Editors: The following "filler" items are designed for use in your new car or auto show special sections
"Road" in Lab Tests Dodges
A machine used to test the 1963 Dodge Dart duplicates road testing in the laboratory but does it faster than on the road.
Forces applied through the rear axle of the car reproduce the effects of actual driving. In 90 hours, this equipment subjects the structure of the car to the same stress and fatigue it would receive in 50,000 miles of road testing.
2-Ply Tires Economical
Tests on the 1963 Dodge Dart disclose that two-ply tires can carry as much load, with greater economy, than the old-fashioned four-ply tires, Dodge Chief Engineer George Gibson reports.
The 1963 Dodge Dart provides 38 inches of headroom in the front and 37.2 inches in the rear.
The compact Dodge Dart for 1963 has a total of nine models, including two convertible styles.
The "brow" over the instrument cluster on the 1963 Dodge Dart keeps the instrument lights from reflecting in the windshield at night.
The overall length of the 1963 Dart is 16 feet, 3.9 inches.
Heater Blends Air in '63 Dart
The heating system on the compact 1963 Dodge Dart provides custom-blending of hot and cold air.
The system achieves the desired temperatures by varying the percentage of air flowing through the heater core.
This mixing of hot and cold air allows more precise control of temperatures and provides instant response to adjustments of the control lever.
Safety Door Lock
Rear door lock buttons in the 1963 Dodge Dart must be pulled up before the door can be opened.
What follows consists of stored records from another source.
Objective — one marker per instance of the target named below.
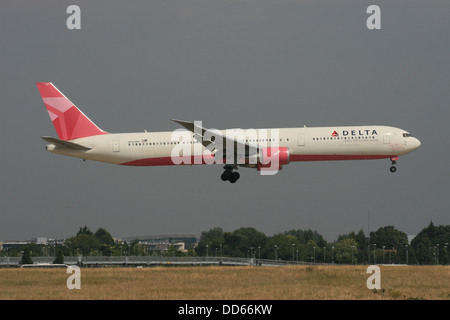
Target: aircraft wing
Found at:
(65, 144)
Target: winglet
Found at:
(70, 123)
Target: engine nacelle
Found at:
(273, 159)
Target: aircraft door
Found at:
(116, 145)
(301, 140)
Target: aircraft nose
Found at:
(416, 143)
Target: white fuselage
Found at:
(304, 144)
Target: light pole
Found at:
(352, 254)
(293, 245)
(406, 246)
(374, 248)
(314, 254)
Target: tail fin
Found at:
(70, 123)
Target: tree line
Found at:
(386, 245)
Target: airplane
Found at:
(266, 150)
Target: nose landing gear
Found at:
(229, 175)
(394, 162)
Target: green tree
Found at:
(431, 244)
(346, 250)
(59, 258)
(83, 243)
(104, 237)
(26, 257)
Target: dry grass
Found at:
(229, 283)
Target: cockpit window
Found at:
(406, 135)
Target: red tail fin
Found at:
(70, 123)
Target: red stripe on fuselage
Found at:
(167, 161)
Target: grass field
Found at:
(229, 283)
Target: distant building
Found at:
(182, 242)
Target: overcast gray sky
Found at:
(232, 64)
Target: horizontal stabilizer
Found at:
(65, 144)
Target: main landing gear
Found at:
(394, 162)
(229, 175)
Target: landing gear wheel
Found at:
(234, 177)
(226, 175)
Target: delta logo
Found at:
(355, 133)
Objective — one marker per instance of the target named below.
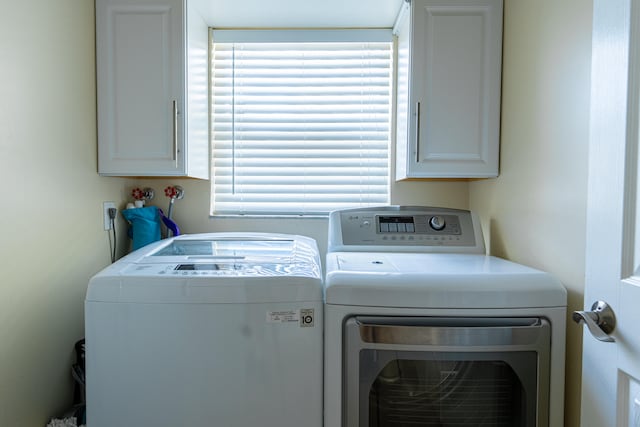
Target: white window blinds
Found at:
(300, 128)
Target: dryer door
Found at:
(402, 371)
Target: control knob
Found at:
(437, 222)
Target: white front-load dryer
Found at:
(220, 329)
(422, 328)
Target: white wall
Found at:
(535, 212)
(51, 237)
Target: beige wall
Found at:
(52, 237)
(534, 213)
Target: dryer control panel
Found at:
(405, 229)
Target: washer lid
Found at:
(437, 281)
(215, 268)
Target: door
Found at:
(611, 370)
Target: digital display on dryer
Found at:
(396, 224)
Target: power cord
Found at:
(113, 244)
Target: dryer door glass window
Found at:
(456, 392)
(441, 372)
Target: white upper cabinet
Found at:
(449, 80)
(152, 89)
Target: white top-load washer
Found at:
(219, 329)
(409, 284)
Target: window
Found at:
(299, 127)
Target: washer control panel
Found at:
(415, 229)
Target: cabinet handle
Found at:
(175, 132)
(417, 132)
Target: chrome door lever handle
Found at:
(601, 320)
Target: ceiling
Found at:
(298, 13)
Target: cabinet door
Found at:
(454, 89)
(140, 87)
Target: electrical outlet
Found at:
(105, 213)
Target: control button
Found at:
(437, 222)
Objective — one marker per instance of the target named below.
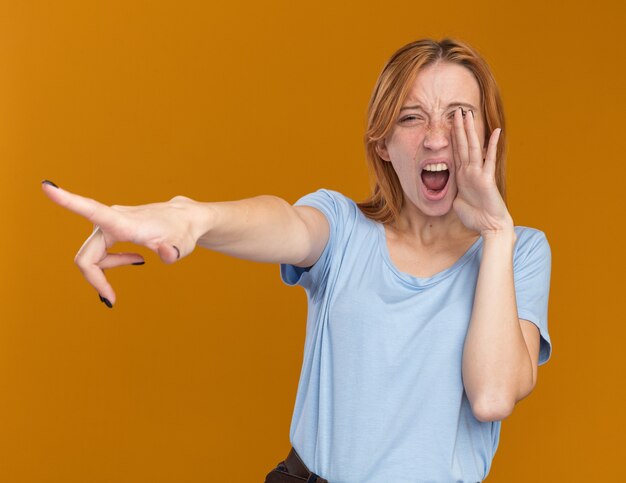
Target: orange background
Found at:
(196, 368)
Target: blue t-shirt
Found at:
(381, 397)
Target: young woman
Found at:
(427, 306)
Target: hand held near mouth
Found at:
(478, 203)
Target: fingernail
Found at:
(45, 181)
(105, 301)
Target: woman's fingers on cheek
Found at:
(455, 150)
(492, 150)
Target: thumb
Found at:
(169, 253)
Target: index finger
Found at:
(94, 211)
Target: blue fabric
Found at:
(381, 398)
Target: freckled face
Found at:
(419, 145)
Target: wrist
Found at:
(199, 216)
(502, 234)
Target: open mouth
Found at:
(435, 178)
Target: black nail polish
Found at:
(105, 301)
(45, 181)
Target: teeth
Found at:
(436, 167)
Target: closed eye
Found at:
(411, 117)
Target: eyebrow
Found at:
(454, 104)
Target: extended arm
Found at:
(265, 228)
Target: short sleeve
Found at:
(531, 266)
(338, 210)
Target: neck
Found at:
(428, 230)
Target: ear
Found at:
(381, 150)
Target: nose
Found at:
(437, 135)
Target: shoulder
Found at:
(530, 243)
(335, 205)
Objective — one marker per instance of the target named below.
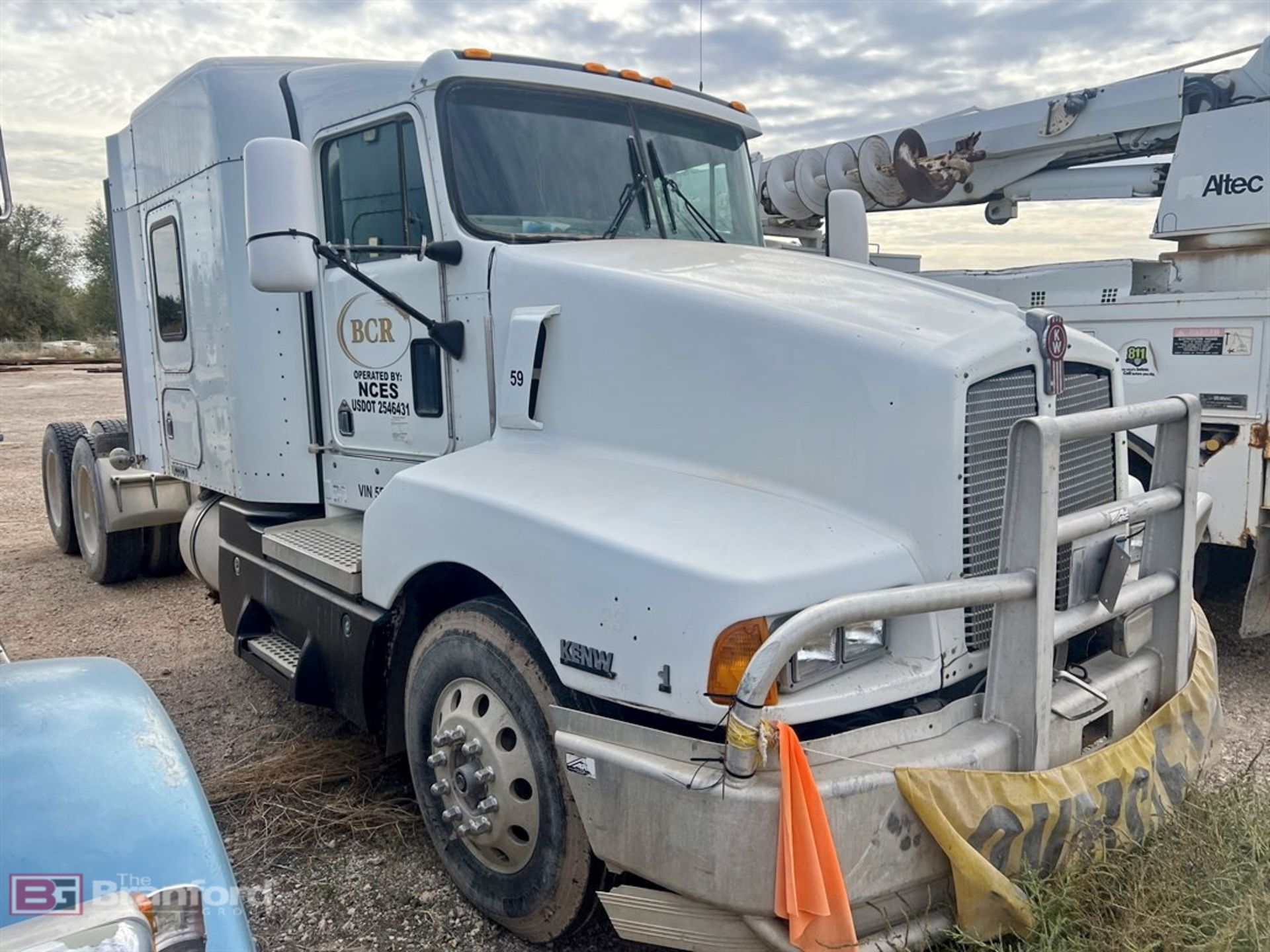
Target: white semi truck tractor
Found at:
(484, 411)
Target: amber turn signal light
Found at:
(733, 649)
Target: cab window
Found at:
(168, 284)
(374, 192)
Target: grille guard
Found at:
(1024, 588)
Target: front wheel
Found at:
(487, 776)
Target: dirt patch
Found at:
(366, 877)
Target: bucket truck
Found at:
(1194, 320)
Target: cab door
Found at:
(385, 381)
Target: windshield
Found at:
(534, 164)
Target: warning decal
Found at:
(1223, 401)
(1212, 342)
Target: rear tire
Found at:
(534, 871)
(55, 467)
(111, 556)
(163, 550)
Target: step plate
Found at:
(666, 920)
(328, 550)
(277, 651)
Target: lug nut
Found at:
(450, 736)
(474, 826)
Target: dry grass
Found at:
(309, 789)
(1202, 883)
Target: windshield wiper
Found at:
(638, 186)
(669, 186)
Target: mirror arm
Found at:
(447, 334)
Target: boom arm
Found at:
(1015, 153)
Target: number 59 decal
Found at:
(523, 343)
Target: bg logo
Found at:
(372, 333)
(46, 894)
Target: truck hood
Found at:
(833, 382)
(872, 302)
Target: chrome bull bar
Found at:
(1027, 625)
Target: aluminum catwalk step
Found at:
(328, 550)
(277, 651)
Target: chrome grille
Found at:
(1086, 471)
(1086, 467)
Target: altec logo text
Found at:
(1232, 184)
(46, 894)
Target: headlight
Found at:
(833, 653)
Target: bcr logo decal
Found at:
(371, 332)
(46, 894)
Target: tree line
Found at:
(52, 286)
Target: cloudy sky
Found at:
(813, 73)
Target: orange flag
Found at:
(810, 891)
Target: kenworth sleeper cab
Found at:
(472, 390)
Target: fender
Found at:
(640, 567)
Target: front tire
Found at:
(110, 556)
(525, 863)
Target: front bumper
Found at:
(656, 804)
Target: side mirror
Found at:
(846, 233)
(5, 196)
(281, 218)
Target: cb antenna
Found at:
(701, 69)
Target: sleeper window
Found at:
(372, 182)
(169, 286)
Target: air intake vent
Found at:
(1086, 471)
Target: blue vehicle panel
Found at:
(95, 781)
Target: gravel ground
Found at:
(341, 892)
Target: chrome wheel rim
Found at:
(54, 491)
(85, 513)
(486, 782)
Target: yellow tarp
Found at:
(994, 824)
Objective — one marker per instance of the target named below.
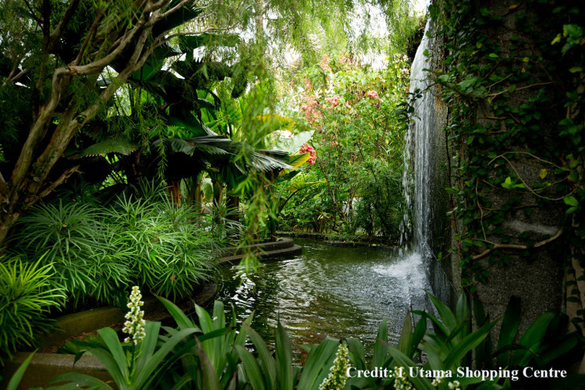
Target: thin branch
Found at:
(529, 188)
(90, 33)
(519, 89)
(63, 178)
(514, 246)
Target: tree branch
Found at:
(516, 247)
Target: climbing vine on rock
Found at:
(513, 78)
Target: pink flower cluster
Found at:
(372, 94)
(334, 101)
(325, 63)
(306, 148)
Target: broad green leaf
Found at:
(532, 338)
(78, 380)
(254, 374)
(405, 341)
(379, 349)
(110, 337)
(266, 358)
(318, 363)
(404, 361)
(210, 380)
(19, 374)
(571, 201)
(357, 352)
(178, 315)
(445, 313)
(154, 362)
(283, 359)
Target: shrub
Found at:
(78, 248)
(26, 295)
(97, 252)
(169, 254)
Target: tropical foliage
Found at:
(359, 129)
(211, 353)
(96, 252)
(26, 297)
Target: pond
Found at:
(329, 291)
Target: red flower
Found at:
(306, 148)
(372, 94)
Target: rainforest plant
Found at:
(26, 297)
(96, 252)
(213, 354)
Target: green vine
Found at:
(513, 79)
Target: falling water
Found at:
(424, 180)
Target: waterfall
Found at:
(424, 179)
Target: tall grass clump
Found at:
(26, 296)
(96, 252)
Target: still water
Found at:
(329, 291)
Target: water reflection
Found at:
(329, 291)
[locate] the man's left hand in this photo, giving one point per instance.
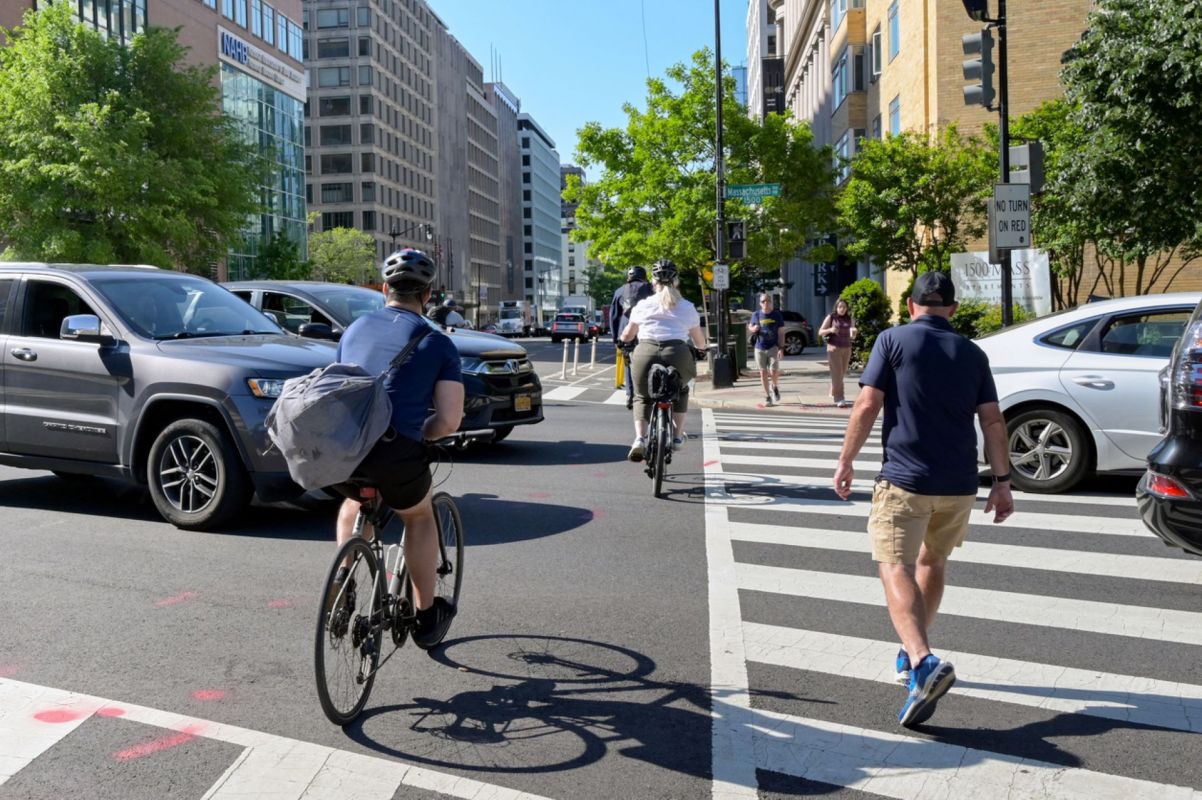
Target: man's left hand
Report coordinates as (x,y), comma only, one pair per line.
(1000,501)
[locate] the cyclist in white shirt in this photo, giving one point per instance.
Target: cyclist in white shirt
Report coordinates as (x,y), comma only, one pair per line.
(665,324)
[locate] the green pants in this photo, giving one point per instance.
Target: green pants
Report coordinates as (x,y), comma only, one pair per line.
(670,353)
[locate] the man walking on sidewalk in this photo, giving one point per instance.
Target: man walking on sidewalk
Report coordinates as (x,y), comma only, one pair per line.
(930,382)
(766,327)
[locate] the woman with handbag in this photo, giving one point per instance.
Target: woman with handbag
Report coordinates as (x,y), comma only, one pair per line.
(838,329)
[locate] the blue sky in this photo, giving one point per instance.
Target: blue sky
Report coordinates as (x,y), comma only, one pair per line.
(572,61)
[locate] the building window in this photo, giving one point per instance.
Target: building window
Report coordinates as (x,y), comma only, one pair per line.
(337,220)
(333,77)
(335,135)
(333,48)
(268,24)
(333,18)
(894,31)
(337,193)
(337,163)
(334,106)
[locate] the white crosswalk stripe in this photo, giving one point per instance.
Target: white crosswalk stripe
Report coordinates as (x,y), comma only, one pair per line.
(769,499)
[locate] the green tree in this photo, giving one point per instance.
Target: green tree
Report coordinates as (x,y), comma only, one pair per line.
(280,260)
(914,201)
(113,153)
(869,306)
(655,195)
(1134,84)
(343,256)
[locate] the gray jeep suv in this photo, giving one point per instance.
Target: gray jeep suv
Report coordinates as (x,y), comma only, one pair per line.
(148,375)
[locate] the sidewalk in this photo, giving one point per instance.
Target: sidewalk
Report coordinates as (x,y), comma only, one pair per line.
(804,387)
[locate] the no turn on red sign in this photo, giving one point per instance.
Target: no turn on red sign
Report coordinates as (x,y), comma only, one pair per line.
(1010,218)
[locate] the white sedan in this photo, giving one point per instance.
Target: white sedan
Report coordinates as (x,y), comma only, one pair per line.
(1079,388)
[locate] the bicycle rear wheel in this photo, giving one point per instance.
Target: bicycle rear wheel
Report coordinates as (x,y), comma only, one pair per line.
(346,649)
(661,447)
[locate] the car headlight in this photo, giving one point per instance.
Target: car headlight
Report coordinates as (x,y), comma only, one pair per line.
(266,387)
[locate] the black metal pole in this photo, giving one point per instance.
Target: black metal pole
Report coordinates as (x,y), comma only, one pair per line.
(1007,261)
(724,371)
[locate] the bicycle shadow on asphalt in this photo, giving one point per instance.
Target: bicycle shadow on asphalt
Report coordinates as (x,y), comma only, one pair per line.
(548,704)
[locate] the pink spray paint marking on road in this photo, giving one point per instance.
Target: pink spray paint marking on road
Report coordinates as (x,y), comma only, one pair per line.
(58,716)
(183,597)
(158,745)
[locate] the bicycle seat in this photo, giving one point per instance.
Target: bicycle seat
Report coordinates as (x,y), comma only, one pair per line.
(664,383)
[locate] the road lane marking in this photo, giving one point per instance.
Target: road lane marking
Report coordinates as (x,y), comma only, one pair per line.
(1129,698)
(1061,613)
(1105,565)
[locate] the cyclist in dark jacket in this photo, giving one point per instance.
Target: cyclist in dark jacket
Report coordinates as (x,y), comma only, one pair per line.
(624,300)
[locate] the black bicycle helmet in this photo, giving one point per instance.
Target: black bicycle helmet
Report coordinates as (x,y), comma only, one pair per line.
(664,270)
(409,266)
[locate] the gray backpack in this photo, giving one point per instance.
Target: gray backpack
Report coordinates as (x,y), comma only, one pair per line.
(325,423)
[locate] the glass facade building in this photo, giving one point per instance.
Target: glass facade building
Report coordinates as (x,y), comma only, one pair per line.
(274,121)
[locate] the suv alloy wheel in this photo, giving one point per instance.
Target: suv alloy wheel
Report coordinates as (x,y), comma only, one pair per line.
(195,475)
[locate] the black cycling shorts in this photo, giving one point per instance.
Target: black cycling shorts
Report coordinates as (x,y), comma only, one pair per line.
(399,469)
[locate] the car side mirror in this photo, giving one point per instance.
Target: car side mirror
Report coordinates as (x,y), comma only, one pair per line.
(84,327)
(316,330)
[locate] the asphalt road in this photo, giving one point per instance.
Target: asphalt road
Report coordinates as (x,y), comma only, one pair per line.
(727,640)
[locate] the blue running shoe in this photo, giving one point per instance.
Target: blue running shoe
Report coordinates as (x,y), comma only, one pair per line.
(903,666)
(928,682)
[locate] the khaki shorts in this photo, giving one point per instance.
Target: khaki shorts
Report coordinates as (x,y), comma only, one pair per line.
(768,359)
(903,521)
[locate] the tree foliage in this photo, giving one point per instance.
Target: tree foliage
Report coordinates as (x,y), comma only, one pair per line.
(343,256)
(912,201)
(280,260)
(1134,90)
(655,195)
(113,153)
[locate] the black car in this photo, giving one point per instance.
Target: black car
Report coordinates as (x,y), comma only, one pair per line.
(1170,495)
(500,386)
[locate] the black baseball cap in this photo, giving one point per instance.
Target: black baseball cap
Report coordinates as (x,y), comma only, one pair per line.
(933,288)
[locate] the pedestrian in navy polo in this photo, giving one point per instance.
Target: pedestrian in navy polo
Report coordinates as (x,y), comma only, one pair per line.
(930,382)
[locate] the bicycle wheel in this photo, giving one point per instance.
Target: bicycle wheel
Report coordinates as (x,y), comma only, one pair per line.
(450,580)
(347,644)
(661,447)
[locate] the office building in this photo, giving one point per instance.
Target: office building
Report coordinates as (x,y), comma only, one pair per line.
(257,47)
(541,208)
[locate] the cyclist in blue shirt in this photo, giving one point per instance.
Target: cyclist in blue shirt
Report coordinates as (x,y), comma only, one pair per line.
(398,466)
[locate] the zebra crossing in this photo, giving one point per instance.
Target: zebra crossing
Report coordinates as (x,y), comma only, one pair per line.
(1076,637)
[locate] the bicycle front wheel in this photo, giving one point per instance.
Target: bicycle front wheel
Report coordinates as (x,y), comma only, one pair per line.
(349,628)
(662,442)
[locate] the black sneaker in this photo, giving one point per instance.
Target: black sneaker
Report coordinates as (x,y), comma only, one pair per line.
(433,624)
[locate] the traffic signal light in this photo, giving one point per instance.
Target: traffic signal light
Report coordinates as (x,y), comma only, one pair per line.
(980,69)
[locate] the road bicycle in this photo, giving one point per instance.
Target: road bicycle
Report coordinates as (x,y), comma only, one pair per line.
(375,601)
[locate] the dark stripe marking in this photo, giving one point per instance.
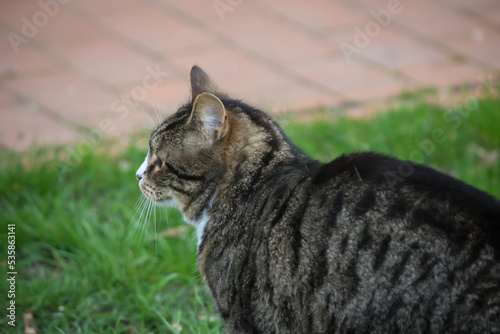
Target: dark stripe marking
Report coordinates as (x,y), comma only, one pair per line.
(400,267)
(365,203)
(381,253)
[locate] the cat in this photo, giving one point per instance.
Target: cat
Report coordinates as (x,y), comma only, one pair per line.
(290,245)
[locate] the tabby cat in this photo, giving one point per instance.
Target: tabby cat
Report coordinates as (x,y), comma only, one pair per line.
(290,245)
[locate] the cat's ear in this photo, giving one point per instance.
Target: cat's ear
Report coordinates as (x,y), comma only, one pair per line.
(209,112)
(200,83)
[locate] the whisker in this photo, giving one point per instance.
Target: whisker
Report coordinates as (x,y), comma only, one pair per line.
(137,208)
(147,115)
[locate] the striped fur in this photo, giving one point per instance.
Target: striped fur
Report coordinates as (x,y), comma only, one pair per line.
(290,245)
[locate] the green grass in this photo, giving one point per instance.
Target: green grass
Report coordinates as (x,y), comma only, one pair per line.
(78,272)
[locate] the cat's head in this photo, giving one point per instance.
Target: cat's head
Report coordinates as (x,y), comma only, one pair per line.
(210,143)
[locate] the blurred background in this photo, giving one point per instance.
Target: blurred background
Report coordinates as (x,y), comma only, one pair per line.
(68,65)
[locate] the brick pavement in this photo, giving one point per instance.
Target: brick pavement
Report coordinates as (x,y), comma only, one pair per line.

This feature assures maximum protection for children riding in the back seat.
The 1963 Dodge Dart's glove compartment door has cup stands on the inner surface.
The 1963 Dodge Dart has single headlights which are seven inches in diameter.
The ornamental trim parts on the 1963 Dodge Dart have round edges to protect the body paint from cutting or cracking.
The floor carpeting in the 1963 Dodge Dart has a polyethylene backing which improves its resistance to wear.
Dart Features Large Trunk
The high contour of the trunk lid on the compact 1963 Dodge Dart provides maximum luggage space--a total of 30.2 cubic feet.
The Dart's low trunk sill, which is only 22 inches from the ground, makes loading and unloading easier.
New Wipers for Dart
The overlapping sweep patter of the 1963 Dodge Dart windshield wipers improves driver visibility by eliminating the uncleaned triangular area in the center of the windshield.
Special machines used to test the 1963 Dodge Dart include a door-slammer than opens and shuts a door thousands of times in rapid succession.
Dodge's new compact, the 1963 Dart, has a fully transistorized, two-watt radio which provides "instant play" when it's turned on.
The compact Dodge Dart has an 18-gallon gas tank.
The entire exhaust system on the 1963 Dodge Dart is aluminized to provide longer life.
The 1963 Dodge Dart offers 23 solid or two-tone color variations.
Dart Convertible Has Manual Top
The manually-operated folding top on the 1963 Dodge Dart compact convertible is actually faster to lower and raise than a power-operated top, according to Dodge Chief Engineer George Gibson.
The manual top has a simple tension spring and linkage mechanism which makes it easy to operate.
A conventional, power-operated top is offered as optional equipment.
Grille Resists Rust
The anodized aluminum grille on the 1963 Dodge Dart resists corrosion and retains its luster regardless of weather conditions, according to Dodge Chief Engineer George W. Gibson.
The "positive closure" type latch on the hood of the 1963 Dodge Dart resists vibration forces.
The flow of air for summer cooling in the 1963 Dodge Dart is 350 cubic feet per minute at 30 miles per hour.
The 1963 automatic transmission for the Dodge Dart has a replaceable oil filter which keeps the mechanism free from dirt and contamination.